We consider the Hamiltonian:
\begin{equation} H (q, p) = \frac{p^2}{2} - \lambda q + \frac{q^3}{3}, \quad (q, p) \in \mathbb{R}^2. \label{eq:hamApp13} \end{equation}where $\lambda$ is considered to be a parameter that can be varied. From this Hamiltonian, we derive Hamilton's equations:
\begin{eqnarray} \dot{q} & = & \frac{\partial H}{\partial p} = p, \nonumber \\ \dot{p} & = & -\frac{\partial H}{\partial q} =\lambda - q^2. \label{eq:hamApp14} \end{eqnarray}The fixed points for \eqref{eq:hamApp14} are:
\begin{equation} (q, p) = (\pm\sqrt{\lambda}, 0), \end{equation}from which it follows that there are no fixed points for $\lambda <0$, one fixed point for $\lambda =0$, and two fixed points for $\lambda >0$. This is the scenario for a saddle-node bifurcation.
Next we examine the stability of the fixed points.
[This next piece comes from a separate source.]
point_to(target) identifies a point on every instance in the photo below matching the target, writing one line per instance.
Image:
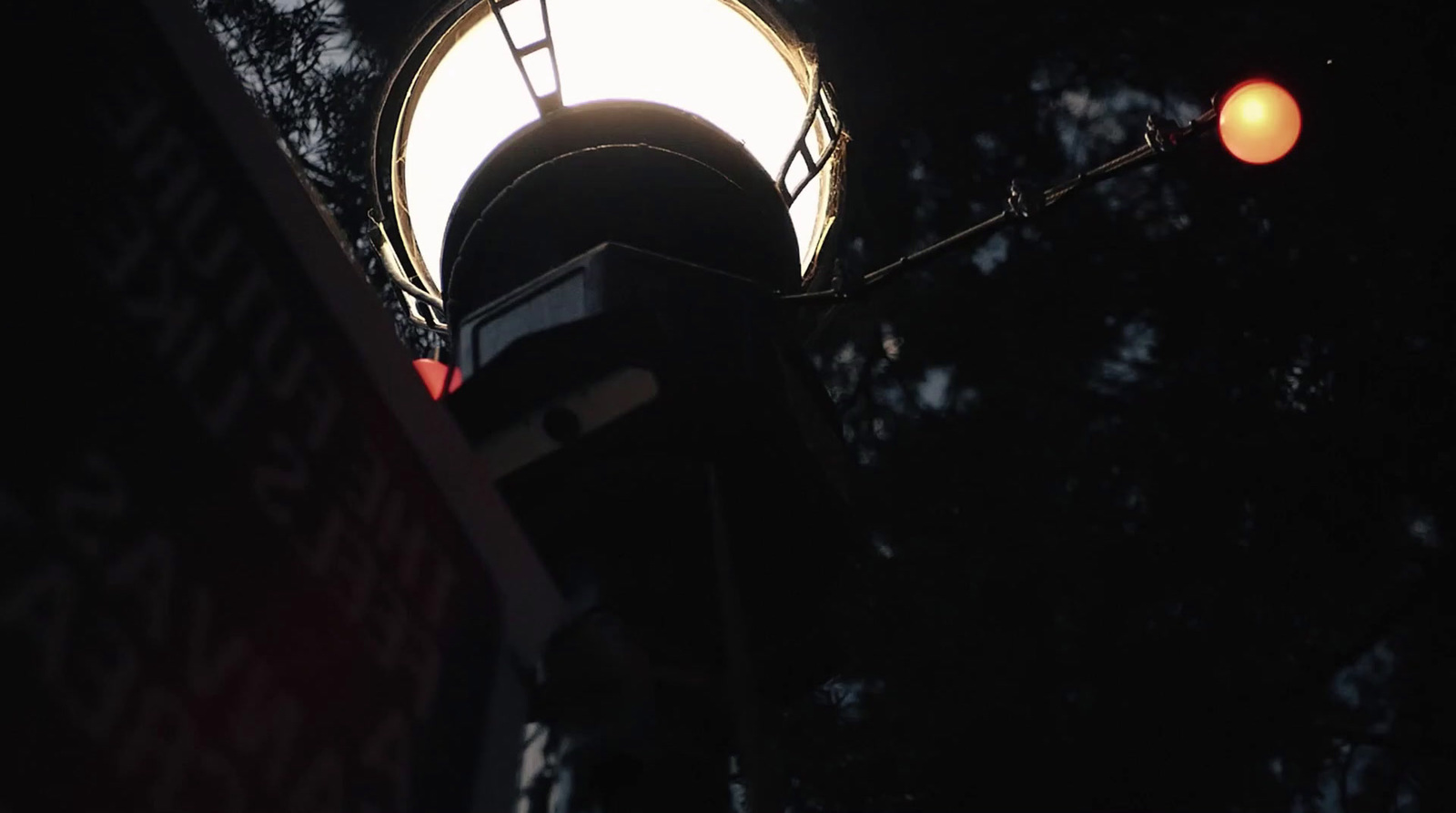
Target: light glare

The Jacobian of \eqref{eq:hamApp14} is given by:
\begin{equation} J =\left( \begin{array}{cc} 0 & 1\\ -2 q & 0 \end{array} \right). \label{eq:hamApp15} \end{equation}The eigenvalues of this matrix are:
\begin{equation} \Lambda_{1, 2} = \pm \sqrt{-2q}. \end{equation}Hence $(q, p) = (-\sqrt{\lambda}, 0)$ is a saddle, $(q, p) = (\sqrt{\lambda}, 0)$ is a center, and $(q, p) = (0, 0)$ has two zero eigenvalues. The phase portraits are shown in Fig. fig:1.
We consider the Hamiltonian:
\begin{equation} H (q, p) = \frac{p^2}{2} - \lambda \frac{q^2}{2} + \frac{q^4}{4}, \label{eq:hamApp16} \end{equation}where $\lambda$ is considered to be a parameter that can be varied. From this Hamiltonian, we derive Hamilton's equations:
\begin{eqnarray} \dot{q} & = & \frac{\partial H}{\partial p} = p, \nonumber \\ \dot{p} & = & -\frac{\partial H}{\partial q} =\lambda q - q^3. \label{eq:hamApp17} \end{eqnarray}The fixed points for \eqref{eq:hamApp17} are:
\begin{equation} (q, p) = (0, 0), \, (\pm\sqrt{\lambda}, 0), \end{equation}from which it follows that there is one fixed point for $\lambda \leq 0$, and three fixed points for $\lambda >0$. This is the scenario for a pitchfork bifurcation.
Next we examine the stability of the fixed points. The Jacobian of \eqref{eq:hamApp17} is given by:
\begin{equation} J = \left( \begin{array}{cc} 0 & 1\\ \lambda-3q^2 & 0 \end{array} \right). \label{eq:hamApp18} \end{equation}The eigenvalues of this matrix are:
\begin{equation} \Lambda_{1, 2} = \pm \sqrt{\lambda - 3q^2 }. \end{equation}Hence $(q, p) = (0, 0)$ is a center for $\lambda <0$, a saddle for $\lambda >0$ and has two zero eigenvalues for $\lambda =0$. The fixed points $(q, p) = (\sqrt{\lambda}, 0)$ are centers for $\lambda >0$. The phase portraits are shown in Fig. fig:2.